Click to enlarge.
The next chart shows the data as standard deviations from the relatively stable 1952:Q2 to 1999:Q4 period.
Click to enlarge.
And lastly, let's zoom in and add some commentary.
Click to enlarge.
The two largest deviations over the past 60 years were in the past two quarters. Both of them! That's a positive 15-sigma event followed by a negative 8-sigma event. Nice. Nothing builds long-term confidence like predictable dividends, lol. Sigh.
Corporate America sure likes swinging for the fences these days! What could possibly go wrong?

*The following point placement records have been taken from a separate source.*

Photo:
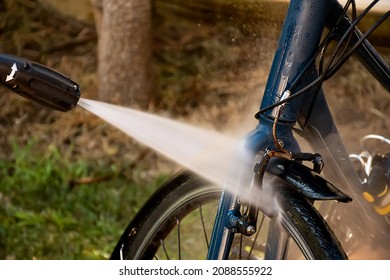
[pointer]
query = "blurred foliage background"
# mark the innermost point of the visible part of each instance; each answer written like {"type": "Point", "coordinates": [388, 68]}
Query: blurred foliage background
{"type": "Point", "coordinates": [70, 183]}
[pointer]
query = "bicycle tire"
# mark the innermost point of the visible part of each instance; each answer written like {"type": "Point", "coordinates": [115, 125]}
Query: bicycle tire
{"type": "Point", "coordinates": [163, 215]}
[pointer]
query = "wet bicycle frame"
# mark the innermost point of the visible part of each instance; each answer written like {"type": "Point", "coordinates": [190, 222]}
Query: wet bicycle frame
{"type": "Point", "coordinates": [299, 41]}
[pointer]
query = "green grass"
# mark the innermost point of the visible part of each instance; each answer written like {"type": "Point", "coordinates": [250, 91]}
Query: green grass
{"type": "Point", "coordinates": [43, 217]}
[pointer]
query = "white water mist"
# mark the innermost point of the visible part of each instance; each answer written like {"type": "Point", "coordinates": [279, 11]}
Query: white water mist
{"type": "Point", "coordinates": [205, 152]}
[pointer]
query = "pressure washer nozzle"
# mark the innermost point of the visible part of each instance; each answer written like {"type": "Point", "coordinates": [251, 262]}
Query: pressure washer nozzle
{"type": "Point", "coordinates": [38, 83]}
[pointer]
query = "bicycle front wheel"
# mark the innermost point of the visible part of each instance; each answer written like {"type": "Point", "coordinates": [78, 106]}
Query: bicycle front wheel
{"type": "Point", "coordinates": [177, 222]}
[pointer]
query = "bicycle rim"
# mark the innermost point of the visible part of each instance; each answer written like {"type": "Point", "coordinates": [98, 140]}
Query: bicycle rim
{"type": "Point", "coordinates": [177, 223]}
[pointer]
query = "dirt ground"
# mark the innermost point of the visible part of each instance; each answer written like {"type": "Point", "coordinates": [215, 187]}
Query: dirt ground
{"type": "Point", "coordinates": [210, 74]}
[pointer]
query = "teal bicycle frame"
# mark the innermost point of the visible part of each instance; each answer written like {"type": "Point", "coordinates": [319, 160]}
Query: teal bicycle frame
{"type": "Point", "coordinates": [293, 69]}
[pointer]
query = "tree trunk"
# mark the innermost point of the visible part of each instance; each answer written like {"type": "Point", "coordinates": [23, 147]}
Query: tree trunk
{"type": "Point", "coordinates": [124, 51]}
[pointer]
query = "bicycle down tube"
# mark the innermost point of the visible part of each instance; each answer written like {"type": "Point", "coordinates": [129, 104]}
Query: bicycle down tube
{"type": "Point", "coordinates": [304, 24]}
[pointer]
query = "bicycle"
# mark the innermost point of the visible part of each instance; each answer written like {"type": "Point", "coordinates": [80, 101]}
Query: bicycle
{"type": "Point", "coordinates": [293, 102]}
{"type": "Point", "coordinates": [241, 225]}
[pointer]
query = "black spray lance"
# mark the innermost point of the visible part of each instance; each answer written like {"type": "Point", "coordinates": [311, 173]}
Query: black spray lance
{"type": "Point", "coordinates": [38, 83]}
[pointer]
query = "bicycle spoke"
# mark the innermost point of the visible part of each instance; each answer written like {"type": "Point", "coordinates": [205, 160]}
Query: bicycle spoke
{"type": "Point", "coordinates": [178, 237]}
{"type": "Point", "coordinates": [165, 249]}
{"type": "Point", "coordinates": [204, 227]}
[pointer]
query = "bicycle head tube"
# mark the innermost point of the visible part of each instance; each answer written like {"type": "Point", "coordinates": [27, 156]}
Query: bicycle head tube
{"type": "Point", "coordinates": [38, 83]}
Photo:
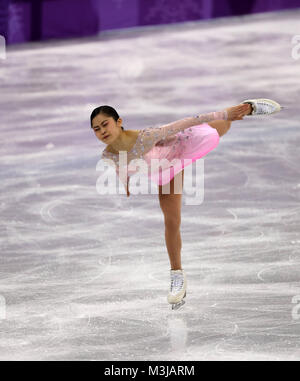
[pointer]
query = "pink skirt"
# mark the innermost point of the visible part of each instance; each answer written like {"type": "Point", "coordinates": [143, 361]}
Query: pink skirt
{"type": "Point", "coordinates": [190, 144]}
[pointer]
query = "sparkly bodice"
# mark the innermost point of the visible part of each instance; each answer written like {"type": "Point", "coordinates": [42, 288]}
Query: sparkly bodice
{"type": "Point", "coordinates": [150, 137]}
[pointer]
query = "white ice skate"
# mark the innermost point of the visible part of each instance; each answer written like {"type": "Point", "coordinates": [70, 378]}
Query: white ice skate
{"type": "Point", "coordinates": [177, 289]}
{"type": "Point", "coordinates": [263, 106]}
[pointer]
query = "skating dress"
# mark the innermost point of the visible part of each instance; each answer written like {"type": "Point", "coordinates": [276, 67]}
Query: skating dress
{"type": "Point", "coordinates": [174, 145]}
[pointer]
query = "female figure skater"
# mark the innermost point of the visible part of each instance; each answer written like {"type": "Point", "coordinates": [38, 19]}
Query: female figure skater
{"type": "Point", "coordinates": [188, 138]}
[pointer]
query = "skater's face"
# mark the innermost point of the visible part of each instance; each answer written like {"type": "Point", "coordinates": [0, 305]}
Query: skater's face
{"type": "Point", "coordinates": [106, 128]}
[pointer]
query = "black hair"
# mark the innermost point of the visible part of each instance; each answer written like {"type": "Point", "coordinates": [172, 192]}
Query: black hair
{"type": "Point", "coordinates": [108, 110]}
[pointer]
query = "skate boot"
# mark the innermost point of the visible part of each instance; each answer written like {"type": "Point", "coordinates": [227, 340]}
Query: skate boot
{"type": "Point", "coordinates": [263, 106]}
{"type": "Point", "coordinates": [177, 289]}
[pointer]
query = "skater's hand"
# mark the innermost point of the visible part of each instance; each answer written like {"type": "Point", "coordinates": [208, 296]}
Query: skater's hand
{"type": "Point", "coordinates": [238, 112]}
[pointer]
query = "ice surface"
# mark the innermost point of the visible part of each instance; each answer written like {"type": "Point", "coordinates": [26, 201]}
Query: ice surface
{"type": "Point", "coordinates": [85, 276]}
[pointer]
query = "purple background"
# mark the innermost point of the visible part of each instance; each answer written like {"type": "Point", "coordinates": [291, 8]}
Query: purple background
{"type": "Point", "coordinates": [33, 20]}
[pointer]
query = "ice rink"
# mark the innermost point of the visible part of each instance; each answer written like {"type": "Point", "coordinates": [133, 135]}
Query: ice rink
{"type": "Point", "coordinates": [85, 276]}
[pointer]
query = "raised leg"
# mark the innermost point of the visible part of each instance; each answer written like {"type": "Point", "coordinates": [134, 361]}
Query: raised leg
{"type": "Point", "coordinates": [222, 126]}
{"type": "Point", "coordinates": [171, 207]}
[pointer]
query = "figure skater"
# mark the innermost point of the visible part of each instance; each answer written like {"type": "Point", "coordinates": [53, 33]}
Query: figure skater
{"type": "Point", "coordinates": [188, 138]}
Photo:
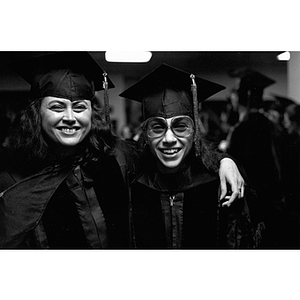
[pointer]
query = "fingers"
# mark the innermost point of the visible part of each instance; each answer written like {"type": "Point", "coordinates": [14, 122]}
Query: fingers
{"type": "Point", "coordinates": [230, 198]}
{"type": "Point", "coordinates": [223, 186]}
{"type": "Point", "coordinates": [236, 194]}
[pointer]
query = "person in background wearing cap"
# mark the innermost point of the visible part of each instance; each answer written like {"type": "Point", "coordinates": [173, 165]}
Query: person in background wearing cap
{"type": "Point", "coordinates": [64, 188]}
{"type": "Point", "coordinates": [251, 141]}
{"type": "Point", "coordinates": [291, 174]}
{"type": "Point", "coordinates": [176, 195]}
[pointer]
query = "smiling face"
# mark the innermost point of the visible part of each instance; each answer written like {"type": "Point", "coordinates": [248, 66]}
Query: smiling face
{"type": "Point", "coordinates": [170, 148]}
{"type": "Point", "coordinates": [66, 122]}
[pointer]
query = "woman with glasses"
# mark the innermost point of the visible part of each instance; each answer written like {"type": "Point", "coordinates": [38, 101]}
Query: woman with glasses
{"type": "Point", "coordinates": [176, 196]}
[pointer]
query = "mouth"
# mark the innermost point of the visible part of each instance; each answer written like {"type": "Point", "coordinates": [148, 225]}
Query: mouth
{"type": "Point", "coordinates": [170, 151]}
{"type": "Point", "coordinates": [68, 130]}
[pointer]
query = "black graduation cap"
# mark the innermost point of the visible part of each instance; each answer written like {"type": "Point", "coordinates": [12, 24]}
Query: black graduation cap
{"type": "Point", "coordinates": [68, 74]}
{"type": "Point", "coordinates": [166, 76]}
{"type": "Point", "coordinates": [168, 91]}
{"type": "Point", "coordinates": [252, 78]}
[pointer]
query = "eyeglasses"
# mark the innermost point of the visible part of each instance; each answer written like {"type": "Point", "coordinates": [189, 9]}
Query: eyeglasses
{"type": "Point", "coordinates": [181, 126]}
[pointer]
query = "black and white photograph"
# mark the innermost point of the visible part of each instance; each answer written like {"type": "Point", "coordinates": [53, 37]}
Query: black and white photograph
{"type": "Point", "coordinates": [128, 165]}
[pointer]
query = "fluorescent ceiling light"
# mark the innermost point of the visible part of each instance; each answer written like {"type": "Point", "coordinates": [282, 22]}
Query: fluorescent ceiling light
{"type": "Point", "coordinates": [285, 56]}
{"type": "Point", "coordinates": [128, 56]}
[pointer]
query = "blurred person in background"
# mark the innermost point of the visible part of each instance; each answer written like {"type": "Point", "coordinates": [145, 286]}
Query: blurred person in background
{"type": "Point", "coordinates": [251, 141]}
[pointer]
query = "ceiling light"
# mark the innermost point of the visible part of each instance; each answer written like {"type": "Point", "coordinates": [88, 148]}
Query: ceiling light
{"type": "Point", "coordinates": [285, 56]}
{"type": "Point", "coordinates": [128, 56]}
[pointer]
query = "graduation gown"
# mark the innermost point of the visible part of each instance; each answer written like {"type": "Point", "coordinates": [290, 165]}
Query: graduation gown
{"type": "Point", "coordinates": [182, 210]}
{"type": "Point", "coordinates": [77, 207]}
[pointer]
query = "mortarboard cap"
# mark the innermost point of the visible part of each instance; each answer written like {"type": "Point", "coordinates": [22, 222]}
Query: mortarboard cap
{"type": "Point", "coordinates": [251, 78]}
{"type": "Point", "coordinates": [281, 103]}
{"type": "Point", "coordinates": [163, 92]}
{"type": "Point", "coordinates": [71, 75]}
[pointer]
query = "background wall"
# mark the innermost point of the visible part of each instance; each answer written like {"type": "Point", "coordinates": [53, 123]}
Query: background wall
{"type": "Point", "coordinates": [213, 65]}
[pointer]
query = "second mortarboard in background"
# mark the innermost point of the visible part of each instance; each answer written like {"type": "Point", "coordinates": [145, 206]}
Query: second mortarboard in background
{"type": "Point", "coordinates": [281, 103]}
{"type": "Point", "coordinates": [252, 78]}
{"type": "Point", "coordinates": [161, 92]}
{"type": "Point", "coordinates": [72, 75]}
{"type": "Point", "coordinates": [250, 86]}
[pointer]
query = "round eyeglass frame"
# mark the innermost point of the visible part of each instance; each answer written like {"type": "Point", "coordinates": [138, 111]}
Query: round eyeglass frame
{"type": "Point", "coordinates": [184, 135]}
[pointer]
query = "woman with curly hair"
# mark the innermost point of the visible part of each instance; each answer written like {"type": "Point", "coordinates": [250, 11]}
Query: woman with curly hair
{"type": "Point", "coordinates": [63, 187]}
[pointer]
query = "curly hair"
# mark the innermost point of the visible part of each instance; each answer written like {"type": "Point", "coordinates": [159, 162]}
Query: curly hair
{"type": "Point", "coordinates": [28, 147]}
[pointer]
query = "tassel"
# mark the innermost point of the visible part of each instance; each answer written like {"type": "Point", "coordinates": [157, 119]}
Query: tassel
{"type": "Point", "coordinates": [196, 116]}
{"type": "Point", "coordinates": [106, 100]}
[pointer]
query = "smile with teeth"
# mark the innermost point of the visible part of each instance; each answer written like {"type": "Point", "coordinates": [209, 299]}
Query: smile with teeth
{"type": "Point", "coordinates": [170, 151]}
{"type": "Point", "coordinates": [68, 130]}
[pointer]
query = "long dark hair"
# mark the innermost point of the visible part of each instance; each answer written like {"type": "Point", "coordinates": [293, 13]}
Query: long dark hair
{"type": "Point", "coordinates": [29, 149]}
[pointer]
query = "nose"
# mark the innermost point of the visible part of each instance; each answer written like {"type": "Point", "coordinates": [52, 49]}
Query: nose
{"type": "Point", "coordinates": [169, 136]}
{"type": "Point", "coordinates": [69, 116]}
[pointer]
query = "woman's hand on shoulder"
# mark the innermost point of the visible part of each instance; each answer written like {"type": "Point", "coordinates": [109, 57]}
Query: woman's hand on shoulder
{"type": "Point", "coordinates": [230, 177]}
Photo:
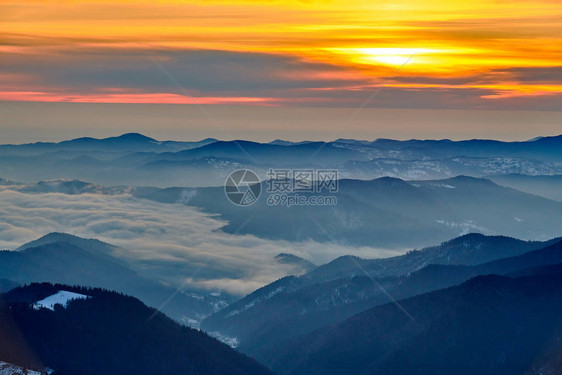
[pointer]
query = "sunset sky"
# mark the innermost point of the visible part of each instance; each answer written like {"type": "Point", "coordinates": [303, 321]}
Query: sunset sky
{"type": "Point", "coordinates": [433, 54]}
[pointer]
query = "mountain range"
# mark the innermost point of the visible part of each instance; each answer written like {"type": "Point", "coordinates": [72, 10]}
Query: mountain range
{"type": "Point", "coordinates": [290, 307]}
{"type": "Point", "coordinates": [134, 159]}
{"type": "Point", "coordinates": [66, 259]}
{"type": "Point", "coordinates": [109, 333]}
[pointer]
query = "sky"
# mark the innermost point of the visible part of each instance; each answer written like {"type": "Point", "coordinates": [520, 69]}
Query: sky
{"type": "Point", "coordinates": [306, 56]}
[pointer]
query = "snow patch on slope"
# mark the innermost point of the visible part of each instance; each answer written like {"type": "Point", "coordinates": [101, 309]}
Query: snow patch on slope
{"type": "Point", "coordinates": [62, 297]}
{"type": "Point", "coordinates": [9, 369]}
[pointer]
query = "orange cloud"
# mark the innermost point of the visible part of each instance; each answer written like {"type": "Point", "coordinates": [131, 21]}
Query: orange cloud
{"type": "Point", "coordinates": [450, 40]}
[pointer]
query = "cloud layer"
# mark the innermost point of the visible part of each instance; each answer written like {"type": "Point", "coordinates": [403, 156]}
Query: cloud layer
{"type": "Point", "coordinates": [170, 242]}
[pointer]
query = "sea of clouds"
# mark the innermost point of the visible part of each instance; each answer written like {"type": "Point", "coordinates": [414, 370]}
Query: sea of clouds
{"type": "Point", "coordinates": [173, 243]}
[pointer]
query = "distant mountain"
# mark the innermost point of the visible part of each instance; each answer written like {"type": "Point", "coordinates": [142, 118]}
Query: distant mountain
{"type": "Point", "coordinates": [66, 259]}
{"type": "Point", "coordinates": [6, 285]}
{"type": "Point", "coordinates": [549, 186]}
{"type": "Point", "coordinates": [107, 333]}
{"type": "Point", "coordinates": [134, 159]}
{"type": "Point", "coordinates": [488, 325]}
{"type": "Point", "coordinates": [292, 306]}
{"type": "Point", "coordinates": [125, 142]}
{"type": "Point", "coordinates": [304, 264]}
{"type": "Point", "coordinates": [385, 212]}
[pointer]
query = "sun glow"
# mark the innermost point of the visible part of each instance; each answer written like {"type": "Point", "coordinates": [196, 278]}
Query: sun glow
{"type": "Point", "coordinates": [494, 45]}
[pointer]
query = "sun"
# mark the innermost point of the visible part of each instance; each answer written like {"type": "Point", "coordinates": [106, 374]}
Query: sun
{"type": "Point", "coordinates": [384, 55]}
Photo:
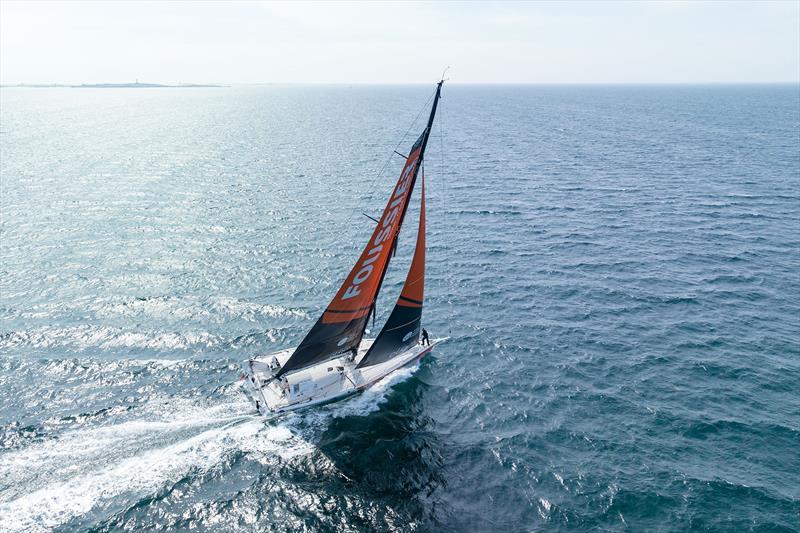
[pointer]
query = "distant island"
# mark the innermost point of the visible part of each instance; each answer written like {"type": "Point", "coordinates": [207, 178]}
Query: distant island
{"type": "Point", "coordinates": [135, 85]}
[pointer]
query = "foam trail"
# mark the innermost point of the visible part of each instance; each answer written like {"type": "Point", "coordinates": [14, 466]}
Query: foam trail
{"type": "Point", "coordinates": [90, 474]}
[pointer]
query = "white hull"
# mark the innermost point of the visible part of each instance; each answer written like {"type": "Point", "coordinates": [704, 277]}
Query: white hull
{"type": "Point", "coordinates": [322, 383]}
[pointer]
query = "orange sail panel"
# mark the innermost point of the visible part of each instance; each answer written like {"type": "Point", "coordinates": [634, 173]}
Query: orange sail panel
{"type": "Point", "coordinates": [401, 330]}
{"type": "Point", "coordinates": [341, 326]}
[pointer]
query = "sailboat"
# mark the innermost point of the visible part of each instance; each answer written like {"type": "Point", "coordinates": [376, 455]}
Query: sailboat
{"type": "Point", "coordinates": [334, 360]}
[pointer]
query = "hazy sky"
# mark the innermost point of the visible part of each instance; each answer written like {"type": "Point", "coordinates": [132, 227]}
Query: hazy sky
{"type": "Point", "coordinates": [258, 42]}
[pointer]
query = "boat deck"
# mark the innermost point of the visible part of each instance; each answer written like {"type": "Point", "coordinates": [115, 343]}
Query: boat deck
{"type": "Point", "coordinates": [322, 383]}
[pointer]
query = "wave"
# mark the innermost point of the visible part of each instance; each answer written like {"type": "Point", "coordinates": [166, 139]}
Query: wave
{"type": "Point", "coordinates": [47, 484]}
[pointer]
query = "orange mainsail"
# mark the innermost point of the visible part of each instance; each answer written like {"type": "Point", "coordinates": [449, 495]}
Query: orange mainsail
{"type": "Point", "coordinates": [341, 326]}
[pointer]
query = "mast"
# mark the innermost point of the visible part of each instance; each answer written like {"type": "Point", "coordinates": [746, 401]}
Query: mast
{"type": "Point", "coordinates": [402, 328]}
{"type": "Point", "coordinates": [341, 327]}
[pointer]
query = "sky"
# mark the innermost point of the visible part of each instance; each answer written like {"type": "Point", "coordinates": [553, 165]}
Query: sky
{"type": "Point", "coordinates": [399, 42]}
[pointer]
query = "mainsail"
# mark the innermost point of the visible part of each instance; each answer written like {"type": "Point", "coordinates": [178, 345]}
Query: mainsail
{"type": "Point", "coordinates": [401, 330]}
{"type": "Point", "coordinates": [341, 327]}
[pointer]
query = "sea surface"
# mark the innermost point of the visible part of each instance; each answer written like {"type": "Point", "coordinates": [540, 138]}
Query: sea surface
{"type": "Point", "coordinates": [617, 268]}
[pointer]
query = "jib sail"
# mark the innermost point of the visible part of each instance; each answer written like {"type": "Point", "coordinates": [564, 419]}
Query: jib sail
{"type": "Point", "coordinates": [341, 326]}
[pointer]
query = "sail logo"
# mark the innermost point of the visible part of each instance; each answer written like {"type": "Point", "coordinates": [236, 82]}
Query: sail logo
{"type": "Point", "coordinates": [388, 222]}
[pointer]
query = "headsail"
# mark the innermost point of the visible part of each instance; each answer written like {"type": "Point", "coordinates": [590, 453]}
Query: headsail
{"type": "Point", "coordinates": [401, 330]}
{"type": "Point", "coordinates": [341, 326]}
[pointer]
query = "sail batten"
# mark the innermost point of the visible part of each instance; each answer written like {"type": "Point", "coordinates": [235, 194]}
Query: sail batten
{"type": "Point", "coordinates": [342, 324]}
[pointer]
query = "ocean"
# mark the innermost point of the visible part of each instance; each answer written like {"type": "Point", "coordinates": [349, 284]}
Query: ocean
{"type": "Point", "coordinates": [617, 268]}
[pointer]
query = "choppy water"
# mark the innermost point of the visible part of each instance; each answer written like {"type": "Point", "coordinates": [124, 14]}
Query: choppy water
{"type": "Point", "coordinates": [619, 268]}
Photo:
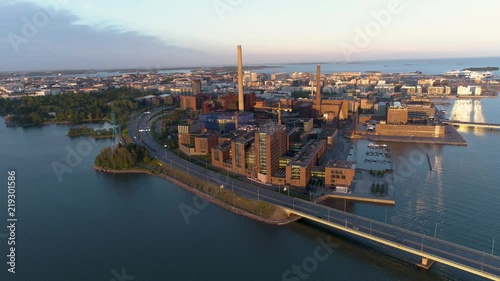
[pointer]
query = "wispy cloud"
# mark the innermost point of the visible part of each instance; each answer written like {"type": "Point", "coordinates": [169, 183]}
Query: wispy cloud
{"type": "Point", "coordinates": [62, 44]}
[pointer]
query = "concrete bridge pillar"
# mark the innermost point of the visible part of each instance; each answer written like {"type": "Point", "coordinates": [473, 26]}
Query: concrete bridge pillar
{"type": "Point", "coordinates": [426, 263]}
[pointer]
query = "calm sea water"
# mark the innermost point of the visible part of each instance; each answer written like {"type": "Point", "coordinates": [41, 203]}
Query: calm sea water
{"type": "Point", "coordinates": [429, 66]}
{"type": "Point", "coordinates": [90, 224]}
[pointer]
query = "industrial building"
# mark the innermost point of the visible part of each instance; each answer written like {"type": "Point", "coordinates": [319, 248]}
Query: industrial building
{"type": "Point", "coordinates": [226, 121]}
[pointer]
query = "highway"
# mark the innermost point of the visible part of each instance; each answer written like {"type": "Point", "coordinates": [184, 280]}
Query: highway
{"type": "Point", "coordinates": [467, 259]}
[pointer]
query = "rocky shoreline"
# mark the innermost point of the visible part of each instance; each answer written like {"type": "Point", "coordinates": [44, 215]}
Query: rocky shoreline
{"type": "Point", "coordinates": [200, 194]}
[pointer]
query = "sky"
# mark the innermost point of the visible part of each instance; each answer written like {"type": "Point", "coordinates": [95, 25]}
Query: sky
{"type": "Point", "coordinates": [105, 34]}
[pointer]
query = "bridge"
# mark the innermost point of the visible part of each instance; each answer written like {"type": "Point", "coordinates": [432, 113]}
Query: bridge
{"type": "Point", "coordinates": [488, 126]}
{"type": "Point", "coordinates": [429, 249]}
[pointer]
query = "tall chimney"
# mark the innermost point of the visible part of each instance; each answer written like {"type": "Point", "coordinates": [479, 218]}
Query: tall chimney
{"type": "Point", "coordinates": [318, 89]}
{"type": "Point", "coordinates": [241, 98]}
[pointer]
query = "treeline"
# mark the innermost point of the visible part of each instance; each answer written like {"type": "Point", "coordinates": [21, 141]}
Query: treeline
{"type": "Point", "coordinates": [72, 108]}
{"type": "Point", "coordinates": [123, 157]}
{"type": "Point", "coordinates": [85, 131]}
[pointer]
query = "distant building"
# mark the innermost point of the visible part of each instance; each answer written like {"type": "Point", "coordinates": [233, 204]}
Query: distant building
{"type": "Point", "coordinates": [397, 114]}
{"type": "Point", "coordinates": [384, 89]}
{"type": "Point", "coordinates": [280, 76]}
{"type": "Point", "coordinates": [193, 142]}
{"type": "Point", "coordinates": [469, 90]}
{"type": "Point", "coordinates": [439, 91]}
{"type": "Point", "coordinates": [226, 121]}
{"type": "Point", "coordinates": [339, 173]}
{"type": "Point", "coordinates": [196, 85]}
{"type": "Point", "coordinates": [410, 130]}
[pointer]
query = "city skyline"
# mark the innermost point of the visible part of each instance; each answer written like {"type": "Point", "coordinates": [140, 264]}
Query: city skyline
{"type": "Point", "coordinates": [58, 35]}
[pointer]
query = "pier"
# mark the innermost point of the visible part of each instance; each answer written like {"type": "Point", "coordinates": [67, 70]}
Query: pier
{"type": "Point", "coordinates": [489, 126]}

Also sometimes used in completely unrelated attempts at doing difficult or near-impossible things.
So we got that goin' for us, which is nice.
Source Data:
St. Louis Fed: Custom Chart
15 comments:
Ah, the smell of late-stage capitalism!
Gaming the tax system:
http://www.businessinsider.com/goldman-dividend-long-term-capital-gains-taxes-2012-11
The dividend spike was very noticeable in S&P 500 index funds last Dec.
Volatility for the win!
TJandTheBear,
And napalm, but only in the morning. Apocalypse Now for the win!
mab,
That helps explains the smaller spike and downdraft in 2012:Q4 and 2013:Q1.
Now we just need to explain the biblical spike in 2013:Q2 and the massive downdraft in 2013:Q3.
10-Year Treasury Yield: 2012:Q1 to 2013:Q3
Someone alert Jeremy Siegel! The economy can't actually tolerate higher interest rates!
Big shocker. ;)
Part of the biblical spike in 2013:Q2 was just a rebound from 2013:Q1's low. Not sure where the rest of it came from.
I think a reasonable explanation for the massive downdraft in 2013:Q3 is what the interest rate spike did though.
In any event, with this kind of volatilty some unicorn is likely to lose a kidney!
Sure hope he's got a fully fuctional healthcare.gov!
Anybody remember all those years ago when I called what was going to happen a "tank slapper?' This is it.
I think tax dodging pulled more than just one quarter forward. It's not evident in large cap companies.
http://finance.yahoo.com/q/hp?s=VFIAX&a=10&b=13&c=2000&d=10&e=29&f=2013&g=v
But I could easily see smaller non-public entities taking several quarters of divies early to save on taxes.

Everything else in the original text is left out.